Again, similar to its Anglo-Saxon counterparts, the Australian
housing market has seen an acceleration in house prices.
However, unlike in the US or UK, there has yet to be a
correction. The RBA have noted the run-up in housing prices
and may wish to address this through their hiking cycle. The
general market belief is that this bubble can be gently pricked
and deflated. The risk is that it faces a more disorderly
unwinding at some future point, which is also a threat to AUD.

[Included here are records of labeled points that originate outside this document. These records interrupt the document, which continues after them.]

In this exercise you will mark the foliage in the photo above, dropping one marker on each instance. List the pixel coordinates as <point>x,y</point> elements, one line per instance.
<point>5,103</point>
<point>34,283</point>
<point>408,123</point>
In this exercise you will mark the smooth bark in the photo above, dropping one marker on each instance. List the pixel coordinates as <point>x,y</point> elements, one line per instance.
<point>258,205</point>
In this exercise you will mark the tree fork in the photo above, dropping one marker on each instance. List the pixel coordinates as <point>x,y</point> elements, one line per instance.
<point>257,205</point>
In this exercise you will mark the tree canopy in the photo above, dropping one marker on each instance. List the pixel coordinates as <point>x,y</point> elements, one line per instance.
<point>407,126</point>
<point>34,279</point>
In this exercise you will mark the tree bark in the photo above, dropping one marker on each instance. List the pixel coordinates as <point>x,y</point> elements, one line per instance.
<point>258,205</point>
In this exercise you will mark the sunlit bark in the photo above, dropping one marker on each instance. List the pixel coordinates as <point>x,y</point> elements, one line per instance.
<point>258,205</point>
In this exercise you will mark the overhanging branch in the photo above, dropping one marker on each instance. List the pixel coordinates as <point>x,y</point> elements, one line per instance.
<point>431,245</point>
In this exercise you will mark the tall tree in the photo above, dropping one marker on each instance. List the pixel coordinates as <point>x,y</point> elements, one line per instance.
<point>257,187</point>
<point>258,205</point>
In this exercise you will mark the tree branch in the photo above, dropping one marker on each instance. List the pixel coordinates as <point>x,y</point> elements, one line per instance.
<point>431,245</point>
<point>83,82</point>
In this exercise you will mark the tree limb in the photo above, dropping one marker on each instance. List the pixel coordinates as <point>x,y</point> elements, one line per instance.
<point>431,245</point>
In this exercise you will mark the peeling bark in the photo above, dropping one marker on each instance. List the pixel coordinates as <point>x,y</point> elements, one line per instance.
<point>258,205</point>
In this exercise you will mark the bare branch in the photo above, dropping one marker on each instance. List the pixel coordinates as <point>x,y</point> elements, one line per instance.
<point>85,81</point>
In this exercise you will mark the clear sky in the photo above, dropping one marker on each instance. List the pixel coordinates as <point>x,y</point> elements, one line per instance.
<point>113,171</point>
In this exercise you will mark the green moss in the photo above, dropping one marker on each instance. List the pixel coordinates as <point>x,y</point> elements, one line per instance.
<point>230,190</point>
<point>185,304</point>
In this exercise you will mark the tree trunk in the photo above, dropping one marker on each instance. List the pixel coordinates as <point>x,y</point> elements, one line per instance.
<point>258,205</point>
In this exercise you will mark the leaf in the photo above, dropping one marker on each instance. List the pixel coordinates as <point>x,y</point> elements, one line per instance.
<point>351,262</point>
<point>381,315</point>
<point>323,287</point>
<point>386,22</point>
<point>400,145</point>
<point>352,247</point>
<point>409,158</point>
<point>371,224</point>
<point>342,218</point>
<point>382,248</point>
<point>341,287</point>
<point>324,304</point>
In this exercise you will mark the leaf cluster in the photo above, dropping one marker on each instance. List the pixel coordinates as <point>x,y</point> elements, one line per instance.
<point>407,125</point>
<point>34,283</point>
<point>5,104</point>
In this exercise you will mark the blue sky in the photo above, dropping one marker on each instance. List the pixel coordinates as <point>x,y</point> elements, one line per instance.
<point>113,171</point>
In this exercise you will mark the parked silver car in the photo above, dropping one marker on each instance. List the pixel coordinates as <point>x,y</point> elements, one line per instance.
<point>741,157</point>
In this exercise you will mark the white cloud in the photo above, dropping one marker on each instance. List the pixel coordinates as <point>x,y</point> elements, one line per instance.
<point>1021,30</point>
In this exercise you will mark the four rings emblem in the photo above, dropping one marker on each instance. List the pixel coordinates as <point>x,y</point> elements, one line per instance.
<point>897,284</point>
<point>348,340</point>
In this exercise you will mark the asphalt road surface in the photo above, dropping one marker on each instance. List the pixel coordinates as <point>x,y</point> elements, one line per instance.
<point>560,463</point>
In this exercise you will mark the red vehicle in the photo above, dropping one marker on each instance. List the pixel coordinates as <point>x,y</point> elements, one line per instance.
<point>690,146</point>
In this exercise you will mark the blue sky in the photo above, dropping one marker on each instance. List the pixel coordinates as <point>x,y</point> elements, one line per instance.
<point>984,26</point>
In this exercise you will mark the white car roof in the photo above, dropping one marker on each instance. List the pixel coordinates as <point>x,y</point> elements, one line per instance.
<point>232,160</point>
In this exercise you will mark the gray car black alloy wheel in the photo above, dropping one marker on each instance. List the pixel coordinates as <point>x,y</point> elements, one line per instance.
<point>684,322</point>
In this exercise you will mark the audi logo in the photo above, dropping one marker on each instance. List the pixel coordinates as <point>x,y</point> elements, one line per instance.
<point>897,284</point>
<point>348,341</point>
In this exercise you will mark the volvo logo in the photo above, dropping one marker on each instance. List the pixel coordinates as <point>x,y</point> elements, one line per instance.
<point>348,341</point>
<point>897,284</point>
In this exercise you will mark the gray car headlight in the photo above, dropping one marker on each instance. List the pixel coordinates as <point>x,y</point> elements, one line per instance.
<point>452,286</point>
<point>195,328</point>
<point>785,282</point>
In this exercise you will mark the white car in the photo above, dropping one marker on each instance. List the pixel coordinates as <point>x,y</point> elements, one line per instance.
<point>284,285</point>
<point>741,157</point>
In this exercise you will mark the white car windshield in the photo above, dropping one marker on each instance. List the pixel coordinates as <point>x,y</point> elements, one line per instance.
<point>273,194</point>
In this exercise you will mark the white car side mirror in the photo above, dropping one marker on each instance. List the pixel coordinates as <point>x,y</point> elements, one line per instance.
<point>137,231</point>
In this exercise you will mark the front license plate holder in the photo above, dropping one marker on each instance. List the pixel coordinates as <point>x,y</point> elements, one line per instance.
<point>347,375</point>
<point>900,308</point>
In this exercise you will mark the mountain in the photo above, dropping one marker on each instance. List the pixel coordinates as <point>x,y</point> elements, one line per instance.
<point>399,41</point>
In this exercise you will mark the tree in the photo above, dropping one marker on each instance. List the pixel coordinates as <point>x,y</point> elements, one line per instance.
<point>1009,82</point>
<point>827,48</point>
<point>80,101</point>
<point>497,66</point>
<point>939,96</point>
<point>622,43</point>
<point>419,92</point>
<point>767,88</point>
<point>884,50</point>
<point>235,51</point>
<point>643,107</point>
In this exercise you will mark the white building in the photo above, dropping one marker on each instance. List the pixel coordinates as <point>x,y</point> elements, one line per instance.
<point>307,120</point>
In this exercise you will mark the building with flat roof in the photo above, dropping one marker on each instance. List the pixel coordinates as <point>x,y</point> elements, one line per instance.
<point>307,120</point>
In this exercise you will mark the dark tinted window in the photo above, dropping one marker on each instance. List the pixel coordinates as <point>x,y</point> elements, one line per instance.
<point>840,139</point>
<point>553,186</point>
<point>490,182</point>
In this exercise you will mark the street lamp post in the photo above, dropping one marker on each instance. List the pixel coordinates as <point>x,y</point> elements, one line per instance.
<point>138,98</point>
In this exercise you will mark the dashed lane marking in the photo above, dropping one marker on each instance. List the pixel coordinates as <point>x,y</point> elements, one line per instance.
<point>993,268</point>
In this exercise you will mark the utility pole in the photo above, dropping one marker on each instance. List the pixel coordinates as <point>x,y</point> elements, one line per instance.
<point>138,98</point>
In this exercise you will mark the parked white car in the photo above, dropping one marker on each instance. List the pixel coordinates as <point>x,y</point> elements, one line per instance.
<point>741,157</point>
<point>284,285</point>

As our economics team points out, the run up in house prices
is reflective of the increase in debt levels (Exhibit 4) and is not
the product of more fundamental factors such as population
changes or rental income equivalents. Additionally, there is
likely to have been a change in demand, as years of rising
prices have changed household formation dynamics. The
RBA have noted that members per household have risen in
recent years, bucking a long-term trend. This would suggest
that supply-demand imbalances are not as large as demand
estimates based on historical averages would suggest.
The end of a bubble is always difficult to predict and
identifying the trigger for such an unwind is similarly fraught
with difficulty. Given that markets are extremely sensitive to
the potential for asset price bubbles bursting and with the
effects of such events still in mind, the Australian housing
data are key to AUD maintaining its lofty levels.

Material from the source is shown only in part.